Called AI and Data Acceleration (ADA), the initiative will strive to rapidly advance data and AI-based concepts such as joint all-domain command and control, said Deputy Secretary of Defense Kathleen Hicks at a symposium. She said the Pentagon must view “information as a strategic asset” and accelerate the integration of AI capabilities as the US faces threats from adversaries. She also added that China was leveraging its autocratic system to pursue its artificial intelligence goals.
The National Defense magazine, that carried a report on the AI symposium, quoted Hicks as saying, “Beijing talks about using AI for a host of operations and missions, ranging from reconnaissance to targeted strikes.” She added that the Chinese military viewed AI as a “pathway to surpass the United States militarily — and the [People’s Liberation Army] is making progress.”
Outlining the approach of the ADA initiative, she said the defence department will send data teams to 11 combatant commands to rapidly work to collect, manage and automate data feeds to inform decision-making.
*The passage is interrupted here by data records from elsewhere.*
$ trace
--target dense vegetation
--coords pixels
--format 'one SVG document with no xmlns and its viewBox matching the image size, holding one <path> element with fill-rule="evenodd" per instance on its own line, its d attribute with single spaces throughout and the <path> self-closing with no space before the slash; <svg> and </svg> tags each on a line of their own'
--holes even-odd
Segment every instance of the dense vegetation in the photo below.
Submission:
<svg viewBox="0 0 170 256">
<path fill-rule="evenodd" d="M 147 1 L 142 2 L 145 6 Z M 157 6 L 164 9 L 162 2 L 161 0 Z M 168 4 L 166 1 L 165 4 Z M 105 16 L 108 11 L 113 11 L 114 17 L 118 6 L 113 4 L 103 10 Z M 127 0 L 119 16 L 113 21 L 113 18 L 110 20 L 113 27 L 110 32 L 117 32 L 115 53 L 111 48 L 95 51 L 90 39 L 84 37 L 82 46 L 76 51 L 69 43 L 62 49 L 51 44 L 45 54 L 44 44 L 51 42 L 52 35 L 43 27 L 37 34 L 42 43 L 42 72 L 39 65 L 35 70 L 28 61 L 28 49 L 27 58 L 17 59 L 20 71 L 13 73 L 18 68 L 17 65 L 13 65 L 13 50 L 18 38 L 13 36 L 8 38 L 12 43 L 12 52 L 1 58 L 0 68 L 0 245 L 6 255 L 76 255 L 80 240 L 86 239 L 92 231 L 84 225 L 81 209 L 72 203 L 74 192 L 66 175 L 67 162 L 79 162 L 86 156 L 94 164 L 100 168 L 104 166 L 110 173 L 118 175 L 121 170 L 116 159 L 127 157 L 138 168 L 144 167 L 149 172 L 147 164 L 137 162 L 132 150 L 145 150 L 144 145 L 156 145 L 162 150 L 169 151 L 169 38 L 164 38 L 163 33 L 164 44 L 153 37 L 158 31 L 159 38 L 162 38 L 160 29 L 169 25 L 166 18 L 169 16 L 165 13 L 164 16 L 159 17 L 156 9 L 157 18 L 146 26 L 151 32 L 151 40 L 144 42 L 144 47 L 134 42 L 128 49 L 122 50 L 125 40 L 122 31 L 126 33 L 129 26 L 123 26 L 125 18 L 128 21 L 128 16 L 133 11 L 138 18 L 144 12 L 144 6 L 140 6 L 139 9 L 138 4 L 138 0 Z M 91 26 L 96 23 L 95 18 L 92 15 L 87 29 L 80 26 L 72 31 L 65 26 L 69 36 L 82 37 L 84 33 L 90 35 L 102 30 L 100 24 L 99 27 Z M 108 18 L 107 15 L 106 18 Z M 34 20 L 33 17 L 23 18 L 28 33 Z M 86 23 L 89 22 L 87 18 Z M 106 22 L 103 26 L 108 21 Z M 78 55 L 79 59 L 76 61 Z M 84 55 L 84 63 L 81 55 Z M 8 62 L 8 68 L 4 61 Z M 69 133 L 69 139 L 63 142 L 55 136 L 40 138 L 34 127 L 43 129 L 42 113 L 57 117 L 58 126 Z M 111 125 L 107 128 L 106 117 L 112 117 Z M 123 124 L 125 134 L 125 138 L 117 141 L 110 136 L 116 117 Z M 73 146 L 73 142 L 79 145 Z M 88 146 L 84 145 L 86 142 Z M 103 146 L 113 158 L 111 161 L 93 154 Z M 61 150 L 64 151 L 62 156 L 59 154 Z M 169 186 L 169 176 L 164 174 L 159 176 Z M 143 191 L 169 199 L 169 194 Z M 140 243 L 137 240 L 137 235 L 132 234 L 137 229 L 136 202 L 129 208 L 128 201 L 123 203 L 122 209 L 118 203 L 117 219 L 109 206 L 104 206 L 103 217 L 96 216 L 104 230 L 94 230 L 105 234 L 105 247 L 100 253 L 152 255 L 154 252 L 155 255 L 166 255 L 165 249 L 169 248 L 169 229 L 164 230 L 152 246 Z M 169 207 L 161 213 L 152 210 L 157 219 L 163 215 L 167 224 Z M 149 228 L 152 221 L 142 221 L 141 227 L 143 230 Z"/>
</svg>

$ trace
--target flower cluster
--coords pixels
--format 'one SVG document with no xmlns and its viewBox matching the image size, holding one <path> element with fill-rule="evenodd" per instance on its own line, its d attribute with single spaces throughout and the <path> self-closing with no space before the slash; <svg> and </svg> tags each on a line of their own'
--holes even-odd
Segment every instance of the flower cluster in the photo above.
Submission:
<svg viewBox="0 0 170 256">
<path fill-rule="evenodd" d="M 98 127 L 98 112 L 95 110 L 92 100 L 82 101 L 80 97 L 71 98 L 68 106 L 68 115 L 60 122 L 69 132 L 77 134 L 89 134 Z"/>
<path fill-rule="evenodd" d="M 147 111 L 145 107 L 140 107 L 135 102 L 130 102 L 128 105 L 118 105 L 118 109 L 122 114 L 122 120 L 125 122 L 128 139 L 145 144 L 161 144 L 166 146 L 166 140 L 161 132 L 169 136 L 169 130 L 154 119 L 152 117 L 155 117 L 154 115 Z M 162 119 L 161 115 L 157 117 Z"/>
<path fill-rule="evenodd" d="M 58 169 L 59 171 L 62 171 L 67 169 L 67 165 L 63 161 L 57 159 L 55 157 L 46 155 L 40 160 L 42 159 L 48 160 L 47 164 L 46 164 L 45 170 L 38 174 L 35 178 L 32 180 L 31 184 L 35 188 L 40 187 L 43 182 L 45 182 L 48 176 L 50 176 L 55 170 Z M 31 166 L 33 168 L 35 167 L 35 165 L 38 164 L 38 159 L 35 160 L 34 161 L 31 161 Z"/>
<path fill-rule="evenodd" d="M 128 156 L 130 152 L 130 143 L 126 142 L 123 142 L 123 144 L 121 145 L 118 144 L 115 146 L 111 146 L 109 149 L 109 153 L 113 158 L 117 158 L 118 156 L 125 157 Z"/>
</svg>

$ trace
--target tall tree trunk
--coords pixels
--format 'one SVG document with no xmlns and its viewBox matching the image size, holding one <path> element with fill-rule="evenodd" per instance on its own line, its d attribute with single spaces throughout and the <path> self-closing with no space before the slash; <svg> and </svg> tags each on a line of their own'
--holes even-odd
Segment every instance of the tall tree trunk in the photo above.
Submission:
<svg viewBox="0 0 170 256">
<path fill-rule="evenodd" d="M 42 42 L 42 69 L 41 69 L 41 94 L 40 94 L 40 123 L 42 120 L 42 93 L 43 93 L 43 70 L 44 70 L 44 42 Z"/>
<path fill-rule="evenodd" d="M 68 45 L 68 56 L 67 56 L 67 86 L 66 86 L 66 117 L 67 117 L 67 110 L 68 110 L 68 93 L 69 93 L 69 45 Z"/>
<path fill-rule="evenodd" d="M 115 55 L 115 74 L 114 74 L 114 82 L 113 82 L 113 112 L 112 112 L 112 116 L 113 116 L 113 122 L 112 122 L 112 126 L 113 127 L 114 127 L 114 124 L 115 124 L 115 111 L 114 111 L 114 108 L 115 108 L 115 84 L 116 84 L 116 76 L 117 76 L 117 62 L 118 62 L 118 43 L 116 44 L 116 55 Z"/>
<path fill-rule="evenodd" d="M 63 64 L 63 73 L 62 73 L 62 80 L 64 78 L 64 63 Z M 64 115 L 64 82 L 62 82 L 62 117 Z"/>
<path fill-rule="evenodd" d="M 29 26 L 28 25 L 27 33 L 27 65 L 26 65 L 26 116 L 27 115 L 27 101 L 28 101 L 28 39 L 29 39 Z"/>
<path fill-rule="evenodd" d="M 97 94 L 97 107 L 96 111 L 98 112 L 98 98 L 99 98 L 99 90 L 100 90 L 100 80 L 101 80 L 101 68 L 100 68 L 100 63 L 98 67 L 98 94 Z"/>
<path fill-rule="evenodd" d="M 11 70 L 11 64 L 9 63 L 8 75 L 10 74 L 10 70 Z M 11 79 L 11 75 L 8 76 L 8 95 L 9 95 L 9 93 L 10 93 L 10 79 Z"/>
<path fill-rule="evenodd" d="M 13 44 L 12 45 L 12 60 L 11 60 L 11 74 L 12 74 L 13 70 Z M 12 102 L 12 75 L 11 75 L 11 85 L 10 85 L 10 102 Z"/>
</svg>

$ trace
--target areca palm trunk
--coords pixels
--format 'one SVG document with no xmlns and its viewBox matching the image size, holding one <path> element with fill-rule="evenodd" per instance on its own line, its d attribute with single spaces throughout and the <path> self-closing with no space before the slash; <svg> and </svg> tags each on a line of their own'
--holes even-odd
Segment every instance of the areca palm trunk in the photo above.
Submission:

These technical experts will assist combatant commands to streamline and automate workflows through artificial intelligence integration.
The Department of Defense intends to use the successive experiments to understand the challenges that could slow its ability to rapidly scale AI across the department and the joint force. Once the exercises complete, the information and experience gained will be used to update network infrastructure and remove any policy barriers.